AI schema generation is disabled by default. To enable it: Schema generation uses the codegen AI slot. As of v1.5.6, AI configuration is split into three independent self-describing Vault secrets — see AI Configuration for the full picture. application.yaml (or docker/config/application.yaml for Docker deployments):
ai:
  enabled: "true"
  aiPrimary:
    secretName: "oss/ai-primary"
  codegen:
    secretName: "oss/codegen"
  embedding:
    secretName: "oss/embedding"
Vault secret (each secret is self-describing — provider, endpoint, model, apiKey, and optionally version, all inline):
vault kv put secret/oss/codegen \
  provider="anthropic" \
  endpoint="https://api.anthropic.com/v1/messages" \
  model="claude-opus-4-7" \
  apiKey="sk-ant-..." \
  version="2023-06-01"
For OpenAI:
vault kv put secret/oss/codegen \
  provider="openai" \
  endpoint="https://api.openai.com/v1/chat/completions" \
  model="gpt-5.4" \
  apiKey="sk-..."
The Vault secret keys:
KeyDescription
provideranthropic, openai, or ollama
endpointThe AI provider API URL
modelThe model name to use
apiKeyThe API key for authentication (omit for local Ollama)
versionOptional API version header (e.g. Anthropic’s anthropic-version)

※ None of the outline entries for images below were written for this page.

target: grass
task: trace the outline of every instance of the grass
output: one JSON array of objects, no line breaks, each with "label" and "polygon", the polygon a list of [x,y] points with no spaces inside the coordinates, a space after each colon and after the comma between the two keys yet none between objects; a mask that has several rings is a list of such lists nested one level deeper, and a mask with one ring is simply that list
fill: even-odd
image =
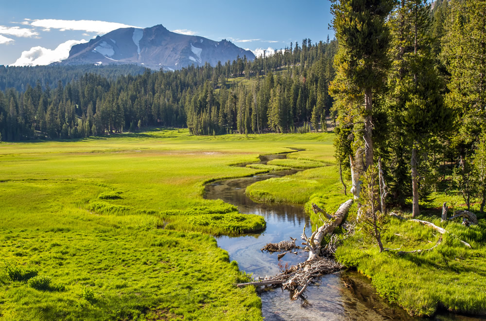
[{"label": "grass", "polygon": [[[306,151],[307,157],[304,159],[317,160],[317,158],[312,158],[315,151]],[[296,157],[293,154],[289,157],[298,161],[299,158],[303,157],[301,154]],[[325,158],[321,156],[318,160],[325,161]],[[349,182],[347,183],[349,189]],[[314,228],[321,225],[322,221],[312,211],[312,203],[332,213],[352,197],[349,193],[344,195],[335,166],[307,169],[294,175],[258,182],[248,186],[246,193],[256,200],[304,204]],[[478,225],[469,228],[454,222],[441,222],[441,211],[437,209],[441,209],[443,202],[447,201],[452,208],[450,208],[451,213],[464,209],[465,204],[460,196],[451,195],[450,192],[449,195],[435,192],[432,196],[430,204],[421,204],[429,208],[423,209],[423,215],[418,218],[432,221],[451,232],[442,236],[442,243],[434,250],[404,255],[393,251],[380,253],[374,244],[364,241],[367,238],[358,227],[356,235],[345,240],[338,248],[336,258],[370,278],[382,297],[402,306],[411,315],[430,317],[443,309],[486,314],[484,290],[486,284],[486,221],[481,219]],[[475,204],[473,209],[477,210],[477,206]],[[348,215],[349,220],[355,219],[356,209],[354,204]],[[401,214],[411,216],[407,213]],[[440,235],[418,223],[394,218],[388,218],[384,228],[384,246],[404,251],[430,249]],[[472,248],[466,248],[458,239],[469,243]]]},{"label": "grass", "polygon": [[211,235],[264,221],[205,199],[204,184],[270,170],[231,166],[260,154],[332,154],[332,141],[154,129],[0,144],[0,319],[260,319]]},{"label": "grass", "polygon": [[[479,226],[466,228],[457,223],[441,223],[438,218],[432,220],[470,244],[472,249],[446,234],[436,249],[424,254],[379,253],[374,245],[363,244],[358,232],[338,248],[336,257],[370,278],[382,296],[411,315],[431,316],[440,309],[486,314],[486,223],[481,220]],[[402,250],[430,248],[439,237],[432,229],[394,218],[386,227],[384,246]]]}]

The pipeline reads the secret at startup. If ai.enabled: true and the codegen secret is missing or malformed, startup will fail with a descriptive error. docker/vault-init.sh seeds this automatically from ANTHROPIC_API_KEY or OPENAI_API_KEY in .env.

Supported Providers

Providerprovider valueAuth header
Anthropic Claudeanthropicx-api-key + anthropic-version: 2023-06-01
OpenAIopenaiAuthorization: Bearer
Ollama (local)ollamanone
Any other value for provider will cause startup to fail with an unsupported provider error.